Education, the knowledge society, the global market all connected through technology and cross-cultural communication skills are I am all about. I hope through this blog to both guide others and travel myself across disciplines, borders, theories, languages, and cultures in order to create connections to knowledge around the world. I teach at the University level in the areas of Business, Language, Communication, and Technology.

Wednesday, May 28, 2008

How did I get here (blogging)

Karyn Romeis posed the question for her dissertation, "how did you get here?" in the use of Web 2.0 tools. Interestingly enough, I am not an early adaptor when it comes to technology. I will try out tools, however, if I feel that it will help in my teaching.

I don't think that I have really come into being a "blogger" as much as a reader of blogs. I do blog as a way to keep track of some of my thoughts. However, I don't think that blogging has really accomplished what I had expected of it: creating a space to dialog about ideas. I feel that I can accomplish that better as a commenter of others blogs. For whatever reason, I have had few people actually comment on my blogs (I received the first comment on my blog after a year of blogging, and most recently have had two more people commenting, one regularly!).

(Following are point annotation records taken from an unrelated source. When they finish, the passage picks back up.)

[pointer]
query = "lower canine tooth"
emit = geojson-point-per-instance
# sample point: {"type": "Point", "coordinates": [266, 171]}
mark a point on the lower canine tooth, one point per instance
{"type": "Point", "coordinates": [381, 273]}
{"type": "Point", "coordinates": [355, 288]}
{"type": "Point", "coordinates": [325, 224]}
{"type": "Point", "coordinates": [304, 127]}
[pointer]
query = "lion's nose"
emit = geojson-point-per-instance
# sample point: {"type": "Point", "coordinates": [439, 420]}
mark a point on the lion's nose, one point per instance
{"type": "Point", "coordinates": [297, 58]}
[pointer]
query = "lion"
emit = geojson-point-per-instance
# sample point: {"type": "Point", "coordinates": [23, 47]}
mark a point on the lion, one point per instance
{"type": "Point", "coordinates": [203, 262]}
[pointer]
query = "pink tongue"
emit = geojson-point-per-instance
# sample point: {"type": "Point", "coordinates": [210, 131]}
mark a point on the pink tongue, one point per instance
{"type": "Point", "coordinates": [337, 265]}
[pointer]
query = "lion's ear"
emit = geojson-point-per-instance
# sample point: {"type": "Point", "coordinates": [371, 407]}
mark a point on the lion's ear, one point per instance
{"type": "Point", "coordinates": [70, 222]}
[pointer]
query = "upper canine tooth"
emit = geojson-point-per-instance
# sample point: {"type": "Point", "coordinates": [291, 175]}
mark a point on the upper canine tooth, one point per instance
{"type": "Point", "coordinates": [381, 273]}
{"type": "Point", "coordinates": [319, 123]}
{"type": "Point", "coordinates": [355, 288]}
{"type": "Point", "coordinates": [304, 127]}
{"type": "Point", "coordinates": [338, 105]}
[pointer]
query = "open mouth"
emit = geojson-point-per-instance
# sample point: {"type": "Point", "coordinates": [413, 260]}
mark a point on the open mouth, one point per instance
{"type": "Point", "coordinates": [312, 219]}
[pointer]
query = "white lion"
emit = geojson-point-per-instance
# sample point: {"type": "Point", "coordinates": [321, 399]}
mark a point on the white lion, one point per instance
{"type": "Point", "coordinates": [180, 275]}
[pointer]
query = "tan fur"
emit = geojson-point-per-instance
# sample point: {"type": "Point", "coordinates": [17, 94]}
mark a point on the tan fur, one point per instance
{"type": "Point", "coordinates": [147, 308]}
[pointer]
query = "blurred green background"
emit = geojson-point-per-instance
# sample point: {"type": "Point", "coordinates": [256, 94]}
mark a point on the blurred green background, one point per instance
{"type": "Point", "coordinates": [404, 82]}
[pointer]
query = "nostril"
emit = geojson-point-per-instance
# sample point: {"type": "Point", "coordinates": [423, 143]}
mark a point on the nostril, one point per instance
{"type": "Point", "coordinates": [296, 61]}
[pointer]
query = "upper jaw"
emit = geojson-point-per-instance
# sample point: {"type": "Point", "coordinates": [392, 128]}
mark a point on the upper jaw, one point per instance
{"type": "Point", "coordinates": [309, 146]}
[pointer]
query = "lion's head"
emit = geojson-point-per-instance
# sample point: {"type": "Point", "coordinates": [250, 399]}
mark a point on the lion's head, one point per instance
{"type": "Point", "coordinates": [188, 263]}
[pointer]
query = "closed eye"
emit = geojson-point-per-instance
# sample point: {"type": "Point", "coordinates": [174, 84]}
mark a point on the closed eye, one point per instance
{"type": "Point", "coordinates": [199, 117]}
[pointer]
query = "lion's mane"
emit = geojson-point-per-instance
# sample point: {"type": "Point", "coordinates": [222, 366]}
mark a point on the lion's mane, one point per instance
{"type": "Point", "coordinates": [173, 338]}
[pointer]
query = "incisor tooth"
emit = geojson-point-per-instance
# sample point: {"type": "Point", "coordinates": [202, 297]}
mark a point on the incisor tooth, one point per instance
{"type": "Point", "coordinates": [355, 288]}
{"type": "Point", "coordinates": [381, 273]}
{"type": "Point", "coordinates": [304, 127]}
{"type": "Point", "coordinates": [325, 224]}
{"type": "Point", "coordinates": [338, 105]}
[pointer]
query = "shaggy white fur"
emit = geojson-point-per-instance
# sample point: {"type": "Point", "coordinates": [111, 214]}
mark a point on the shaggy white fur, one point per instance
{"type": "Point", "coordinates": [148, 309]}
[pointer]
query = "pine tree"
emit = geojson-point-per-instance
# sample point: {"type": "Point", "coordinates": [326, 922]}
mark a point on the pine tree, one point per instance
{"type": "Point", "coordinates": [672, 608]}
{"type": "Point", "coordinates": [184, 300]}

By August of 2007, I decided that I could use the blogging to try out the various aspects I read about on the edublogs. For this Vicki Davis's blog has been very helpful in trying different things out. It seems to me that there is so much tacit knowledge gained in blogging. I read about something, then I try it out on my own blog. Just in the process of trying it out, I then can come up with new ways to use it in my teaching and my own learning.

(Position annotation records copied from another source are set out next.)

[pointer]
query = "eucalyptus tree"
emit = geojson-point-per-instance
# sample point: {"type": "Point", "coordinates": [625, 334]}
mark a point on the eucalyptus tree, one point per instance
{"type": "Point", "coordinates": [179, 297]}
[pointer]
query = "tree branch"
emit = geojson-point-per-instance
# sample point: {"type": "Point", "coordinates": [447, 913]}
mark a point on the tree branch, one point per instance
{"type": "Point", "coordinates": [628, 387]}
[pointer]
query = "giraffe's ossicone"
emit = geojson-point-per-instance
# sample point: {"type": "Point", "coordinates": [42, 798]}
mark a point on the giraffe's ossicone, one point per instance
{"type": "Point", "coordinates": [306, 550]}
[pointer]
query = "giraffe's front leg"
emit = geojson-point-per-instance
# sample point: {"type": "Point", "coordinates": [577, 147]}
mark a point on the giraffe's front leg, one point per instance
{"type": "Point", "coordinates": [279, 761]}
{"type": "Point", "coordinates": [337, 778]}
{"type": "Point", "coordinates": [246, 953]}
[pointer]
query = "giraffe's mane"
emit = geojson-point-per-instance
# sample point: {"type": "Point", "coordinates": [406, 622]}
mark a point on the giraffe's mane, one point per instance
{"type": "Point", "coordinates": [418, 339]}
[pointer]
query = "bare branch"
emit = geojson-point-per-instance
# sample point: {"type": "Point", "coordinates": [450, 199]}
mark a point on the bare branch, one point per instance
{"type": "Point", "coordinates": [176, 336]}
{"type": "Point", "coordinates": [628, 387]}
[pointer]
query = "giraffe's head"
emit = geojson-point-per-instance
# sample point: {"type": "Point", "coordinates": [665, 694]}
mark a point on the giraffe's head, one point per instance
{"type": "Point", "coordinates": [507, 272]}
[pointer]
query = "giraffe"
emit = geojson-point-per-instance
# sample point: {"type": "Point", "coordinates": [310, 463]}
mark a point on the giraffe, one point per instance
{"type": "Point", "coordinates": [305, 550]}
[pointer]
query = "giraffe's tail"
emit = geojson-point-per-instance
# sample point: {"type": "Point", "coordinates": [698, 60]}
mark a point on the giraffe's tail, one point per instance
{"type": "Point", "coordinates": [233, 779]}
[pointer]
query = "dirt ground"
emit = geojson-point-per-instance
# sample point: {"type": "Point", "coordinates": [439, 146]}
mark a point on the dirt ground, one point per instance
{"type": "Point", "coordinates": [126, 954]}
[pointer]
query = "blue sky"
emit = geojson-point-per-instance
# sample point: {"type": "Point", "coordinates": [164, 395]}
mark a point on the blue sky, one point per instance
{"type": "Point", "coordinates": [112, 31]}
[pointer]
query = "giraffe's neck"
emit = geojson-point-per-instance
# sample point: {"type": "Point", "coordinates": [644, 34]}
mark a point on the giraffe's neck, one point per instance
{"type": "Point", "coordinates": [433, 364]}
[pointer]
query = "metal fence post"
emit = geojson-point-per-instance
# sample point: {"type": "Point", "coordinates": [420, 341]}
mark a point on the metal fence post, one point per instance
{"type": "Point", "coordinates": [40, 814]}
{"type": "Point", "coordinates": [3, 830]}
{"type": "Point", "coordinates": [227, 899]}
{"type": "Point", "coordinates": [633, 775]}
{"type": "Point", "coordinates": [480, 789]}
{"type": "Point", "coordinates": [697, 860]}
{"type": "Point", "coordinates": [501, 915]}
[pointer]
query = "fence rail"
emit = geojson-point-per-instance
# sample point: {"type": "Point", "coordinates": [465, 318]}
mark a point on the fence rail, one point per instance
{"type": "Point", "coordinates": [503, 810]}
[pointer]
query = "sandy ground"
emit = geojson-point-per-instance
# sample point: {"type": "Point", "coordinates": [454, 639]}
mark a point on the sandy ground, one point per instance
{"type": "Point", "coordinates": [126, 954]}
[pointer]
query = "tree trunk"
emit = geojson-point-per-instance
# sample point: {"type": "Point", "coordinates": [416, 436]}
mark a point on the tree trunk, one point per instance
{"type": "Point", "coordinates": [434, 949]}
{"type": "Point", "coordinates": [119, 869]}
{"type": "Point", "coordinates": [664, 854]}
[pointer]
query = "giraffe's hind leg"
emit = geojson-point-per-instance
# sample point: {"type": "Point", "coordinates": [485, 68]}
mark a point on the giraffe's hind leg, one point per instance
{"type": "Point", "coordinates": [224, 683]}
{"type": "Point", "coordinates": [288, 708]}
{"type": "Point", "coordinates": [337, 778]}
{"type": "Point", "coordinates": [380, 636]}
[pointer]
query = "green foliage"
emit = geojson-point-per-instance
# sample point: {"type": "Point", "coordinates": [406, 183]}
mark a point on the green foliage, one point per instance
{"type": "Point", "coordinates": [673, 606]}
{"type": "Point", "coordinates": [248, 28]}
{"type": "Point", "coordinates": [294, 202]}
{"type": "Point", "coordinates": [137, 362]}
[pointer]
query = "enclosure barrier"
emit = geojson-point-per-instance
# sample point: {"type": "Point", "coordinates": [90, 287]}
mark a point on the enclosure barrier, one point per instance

I don't like facebook, although I have found Ning groups that seem much more accessible. For me, the advantage of these programs is they allow for the two way dialog I rarely see in blogs (Tony Karrer's blog is the only one where I actually see "dialog" as opposed to a one way posting/comment). I tried facebook because I had heard of its power on the new generation of workers and students and was curious as to how it worked. At the time I signed up, I signed up as a student so I could play around with it. From facebook, I was invited into a Ning group, which I preferred. I find (as did many of my graduate students) that Ning is a much more rich environment as you can choose the way to participate depending on your preferences. You may just read blogs, you may blog, you can podcast, you can participate in discussion forums (my preference), you can be a lurker, or you can be an active participant. In fact, this is an environment I want to try out more for my teaching and learning for next year.

Finally, my favorite tool for teaching and learning is a wiki. What is surprising is that I almost gave up on the use of wiki after last summer. I was teaching a course on computer supported writing and found the wiki software we were using as not very intuitive. I was part of a pilot program, so out university was just as inexperienced as I was. My first attempt did not work out, which I found disappointing as I am a great believer in collaborative writing as a learning tool. That fall, the university decided that they needed to present some "best practices" workshops, demonstrating how wikis could be used. As I was part of the pilot program, the professional development instructor came to see how I had used the wiki. While I had a contextual idea of how a collaborative writing tool could be used, I could not seem to fit the wiki into that model. After speaking with the workshop instructor, I had a better idea of how the wiki could be used and it has really changed my idea of what happens in collaborative writing (to the point that my ideas for my dissertation on workplace writing for distributed groups has been impacted). It has really made me more open to seeing the impact the wiki can have on both group and individual knowledge creation despite having a poor finished product. Even now, I think of how the use of a wiki can be used in research, in group projects, in team development, in knowledge management, etc...However, I have also learned that the wiki is a tool that can be designed and manipulated in many forms to provide different learning environments (i.e. creating community, creating permanent records and group memory, sharing information, creating processes and procedures) that goes beyond a given time, place, and group of authors.